Jackson asks Ethan to go to the place his mother died. Wanting it all to be over, Ethan goes to Rachel’s old house, which is Jackson’s current one, where Ethan confronts him. He says no one knew where she died but me, my dad, and the killer, so you must be the killer. This is why Jackson lied about where he lived. Ethan has a plausible answer to how he knew where Rachel died, but things get cloudy after Jackson’s cousin beats him in the head. First, Ethan says he talked to Rachel on the phone and later says he was with her shortly before she committed suicide. He delivers floods of crocodile tears that are almost believable if it wasn’t for Rachel’s old diary.

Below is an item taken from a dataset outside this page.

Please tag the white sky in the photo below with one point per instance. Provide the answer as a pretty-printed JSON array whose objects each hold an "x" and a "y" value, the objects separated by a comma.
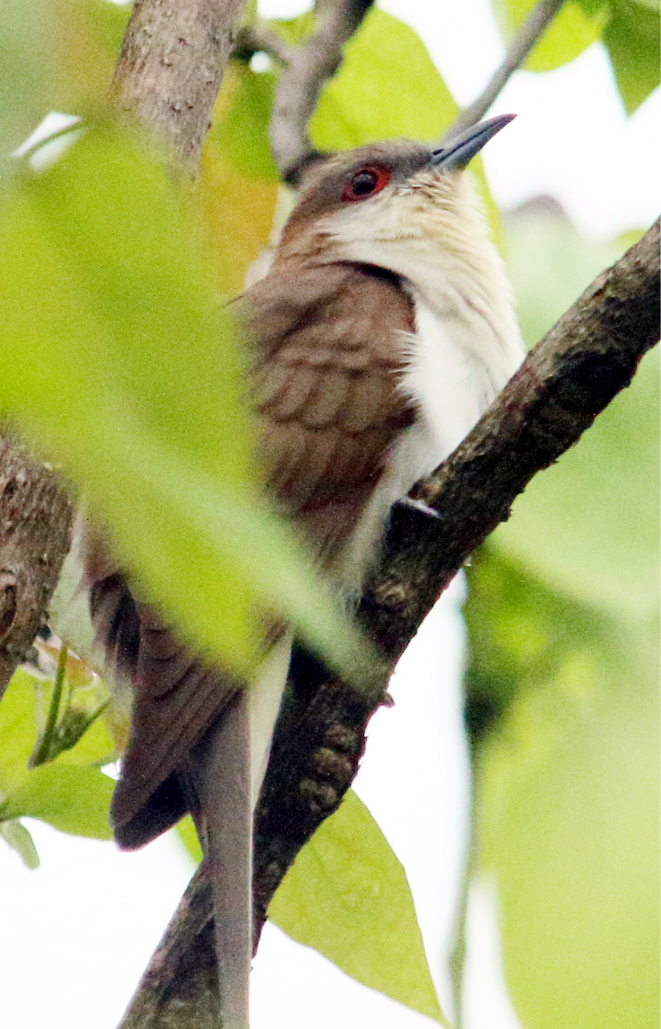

Jackson found it after she died and realized Ethan killed her. In the diary, Rachel clarifies that she was scared of Ethan and that he was just a silly fling. He meant nothing to her, infuriating Ethan, who throws himself into action, kills Jackson’s cousin, and almost kills Ethan before Annie arrives. Ethan finally admits to killing Rachel but says it was all a misunderstanding. He claims he loved her, and it was an accident. However, Annie finally sees behind the mask and realizes he is a killer. While she distracts him, Jackson crawls onto the dock and shoots Ethan. He falls into the water and sinks. Everything looks like it has been wrapped up in a tidy bow until the police can’t find his body.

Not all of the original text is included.